Since the recession began in December 2007, some 61% of advisers said they’ve provided more financial education to clients, while 56% said they are now zeroing in on diversification of investments and 41% said they have a greater focus on financial risk management, according to a survey from Principal Financial Group.
Providing all of these added services appears to be taking its toll: Of the 650 advisers surveyed in April, 52% said their work-related stress level is the same or higher than it was a year ago. Meanwhile, 48% said their work-related stress was lower.

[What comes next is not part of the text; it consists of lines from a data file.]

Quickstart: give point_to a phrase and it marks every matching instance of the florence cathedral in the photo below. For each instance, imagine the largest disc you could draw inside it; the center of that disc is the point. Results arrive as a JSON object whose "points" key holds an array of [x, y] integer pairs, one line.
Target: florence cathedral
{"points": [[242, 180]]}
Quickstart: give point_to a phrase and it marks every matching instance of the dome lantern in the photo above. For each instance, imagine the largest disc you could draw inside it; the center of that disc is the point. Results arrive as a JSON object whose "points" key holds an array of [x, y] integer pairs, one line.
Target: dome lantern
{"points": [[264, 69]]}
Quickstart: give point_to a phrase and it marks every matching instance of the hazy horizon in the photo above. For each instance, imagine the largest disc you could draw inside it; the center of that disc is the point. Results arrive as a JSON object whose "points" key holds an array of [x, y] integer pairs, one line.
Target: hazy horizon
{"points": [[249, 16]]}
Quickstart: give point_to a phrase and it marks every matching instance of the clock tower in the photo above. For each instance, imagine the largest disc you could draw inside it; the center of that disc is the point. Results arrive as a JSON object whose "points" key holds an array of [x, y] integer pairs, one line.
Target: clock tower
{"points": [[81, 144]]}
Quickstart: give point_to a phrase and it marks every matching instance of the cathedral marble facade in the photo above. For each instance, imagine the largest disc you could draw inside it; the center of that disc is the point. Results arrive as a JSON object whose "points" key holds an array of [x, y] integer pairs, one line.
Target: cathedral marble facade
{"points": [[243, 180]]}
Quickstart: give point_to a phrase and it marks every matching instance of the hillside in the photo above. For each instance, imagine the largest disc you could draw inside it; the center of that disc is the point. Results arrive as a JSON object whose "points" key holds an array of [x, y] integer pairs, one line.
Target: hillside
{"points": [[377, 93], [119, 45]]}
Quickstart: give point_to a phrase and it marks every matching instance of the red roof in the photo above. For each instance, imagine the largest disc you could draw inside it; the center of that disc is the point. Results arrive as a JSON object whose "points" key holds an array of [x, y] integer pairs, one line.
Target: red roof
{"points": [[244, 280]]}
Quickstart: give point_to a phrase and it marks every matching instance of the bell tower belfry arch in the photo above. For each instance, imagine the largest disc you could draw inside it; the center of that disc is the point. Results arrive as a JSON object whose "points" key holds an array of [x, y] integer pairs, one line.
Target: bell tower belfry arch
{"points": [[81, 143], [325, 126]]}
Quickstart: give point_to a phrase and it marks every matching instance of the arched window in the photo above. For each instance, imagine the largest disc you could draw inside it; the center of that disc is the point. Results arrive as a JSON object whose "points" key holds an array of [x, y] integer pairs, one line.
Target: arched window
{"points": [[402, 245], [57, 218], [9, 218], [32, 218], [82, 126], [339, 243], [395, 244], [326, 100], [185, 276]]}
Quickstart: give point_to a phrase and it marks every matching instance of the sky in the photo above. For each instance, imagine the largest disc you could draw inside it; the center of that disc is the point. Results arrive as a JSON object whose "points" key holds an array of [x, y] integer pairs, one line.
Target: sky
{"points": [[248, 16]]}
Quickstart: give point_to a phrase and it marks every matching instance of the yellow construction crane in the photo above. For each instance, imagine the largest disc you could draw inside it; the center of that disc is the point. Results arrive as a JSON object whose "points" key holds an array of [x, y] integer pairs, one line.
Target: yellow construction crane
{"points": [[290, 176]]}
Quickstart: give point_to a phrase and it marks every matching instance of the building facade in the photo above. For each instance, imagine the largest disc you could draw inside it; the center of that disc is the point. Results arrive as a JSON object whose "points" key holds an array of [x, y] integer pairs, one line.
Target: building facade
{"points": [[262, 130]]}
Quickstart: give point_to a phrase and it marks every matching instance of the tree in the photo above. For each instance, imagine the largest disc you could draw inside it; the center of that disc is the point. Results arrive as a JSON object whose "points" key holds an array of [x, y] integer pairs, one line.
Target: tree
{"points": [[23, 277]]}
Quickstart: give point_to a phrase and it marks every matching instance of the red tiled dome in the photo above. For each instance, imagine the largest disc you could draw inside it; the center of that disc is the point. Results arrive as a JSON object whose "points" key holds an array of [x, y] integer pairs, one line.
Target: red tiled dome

“I think this was a situation that many advisers hadn’t faced before,” said Timothy Minard, senior vice president for retirement distribution at Principal. “Half of advisers have seen it calm down and the others are still fighting their way out.”
Mr. Minard said advisers are doing more for clients than in the past. Fully 81% said they are touching base with clients on a regular basis and offering more face-to-face meetings.
“I think the adviser’s role in the past year has really changed,” Mr. Minard said. “It’s migrated to that of a therapist. They’re doling out a lot of good educational advice, as opposed to just delivering product.”
The survey showed 72% the respondents said they’ve helped their clients cut debt, and 65% said they’ve pushed their clients to increase their retirement savings.
The study also found that 62% of advisers said they’re recommending more financial protection products such as life insurance and disability insurance.